Mr Gates said his Foundation also funded increased regulatory capacity in Africa so those countries could make “rational decisions” on what GM crops to allow or disallow.

“Rich countries can afford to pay extra for food, two, three times as much, but poor countries should have their own regulatory excellence and ability to make decisions just as they do for medicines,” he said.

Mr Gates said the Foundation’s early work focused mostly on health programs, but they realised poor agricultural productivity only served to increase child health risks.

He said children needed both bulk nutrition and micronutrients to ensure their brains developed properly.
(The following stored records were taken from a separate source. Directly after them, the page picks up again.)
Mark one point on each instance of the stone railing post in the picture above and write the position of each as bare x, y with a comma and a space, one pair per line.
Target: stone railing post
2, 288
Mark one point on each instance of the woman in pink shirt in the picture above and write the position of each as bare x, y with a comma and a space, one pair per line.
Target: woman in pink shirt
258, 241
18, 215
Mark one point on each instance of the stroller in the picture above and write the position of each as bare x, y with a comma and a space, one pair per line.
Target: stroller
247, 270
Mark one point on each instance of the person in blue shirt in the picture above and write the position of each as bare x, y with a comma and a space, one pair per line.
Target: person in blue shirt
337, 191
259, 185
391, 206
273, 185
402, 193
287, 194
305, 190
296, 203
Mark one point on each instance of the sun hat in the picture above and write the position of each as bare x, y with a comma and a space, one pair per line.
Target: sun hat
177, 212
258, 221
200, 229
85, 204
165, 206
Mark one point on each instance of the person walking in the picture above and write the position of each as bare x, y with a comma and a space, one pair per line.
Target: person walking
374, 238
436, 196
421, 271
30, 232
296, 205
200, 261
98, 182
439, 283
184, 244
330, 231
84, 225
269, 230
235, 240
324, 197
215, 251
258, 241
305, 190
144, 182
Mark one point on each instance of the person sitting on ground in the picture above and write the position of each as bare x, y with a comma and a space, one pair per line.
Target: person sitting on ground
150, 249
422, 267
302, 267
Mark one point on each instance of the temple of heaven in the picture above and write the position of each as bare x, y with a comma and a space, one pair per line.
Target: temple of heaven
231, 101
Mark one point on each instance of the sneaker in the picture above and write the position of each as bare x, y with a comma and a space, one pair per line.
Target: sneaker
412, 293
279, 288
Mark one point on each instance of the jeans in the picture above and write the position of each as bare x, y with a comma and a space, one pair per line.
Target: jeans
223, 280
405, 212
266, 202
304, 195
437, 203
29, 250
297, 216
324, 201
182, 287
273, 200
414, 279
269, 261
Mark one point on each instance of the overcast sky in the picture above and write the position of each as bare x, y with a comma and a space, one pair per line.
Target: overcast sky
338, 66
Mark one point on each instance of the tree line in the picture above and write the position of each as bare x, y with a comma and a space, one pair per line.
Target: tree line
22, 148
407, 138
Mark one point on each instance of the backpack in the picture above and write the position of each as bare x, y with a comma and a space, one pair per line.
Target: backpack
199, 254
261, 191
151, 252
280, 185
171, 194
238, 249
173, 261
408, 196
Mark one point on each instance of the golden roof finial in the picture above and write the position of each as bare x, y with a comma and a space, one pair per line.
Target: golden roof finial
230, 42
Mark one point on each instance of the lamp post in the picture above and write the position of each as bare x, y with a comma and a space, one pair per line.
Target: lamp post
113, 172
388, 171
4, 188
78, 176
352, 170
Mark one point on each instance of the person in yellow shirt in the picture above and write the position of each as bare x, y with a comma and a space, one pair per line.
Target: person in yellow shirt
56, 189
“Not only does that protect them from disease, it also is critical to when they do get a school experience, are they able to learn?” he said.

“You really have to couple agricultural and nutrition policies together with health and educational policies for countries to become self-sufficient.”

Of the world’s population currently estimated at seven billion, Mr Gates said one billion people were “chronically hungry”.

But in Southeast Asia the poverty rate has diminished against a climbing agricultural productivity trend.

“This is due to an agricultural productivity increase called the green revolution where staple crops like wheat, rice and maize have significantly increased productivity,” he said.

However, Mr Gates lamented that Africa’s poverty rate had remained unchanged as its agricultural productivity rate stayed low.

“What we need to do is we need to raise productivity still in a number of Asian countries, not China so much, but a number of agri-systems still need this and in Africa,” he said.

“It is possible with new seeds to double or triple these productivities.

“If this is done, we can take over 400 million (people) out of poverty.”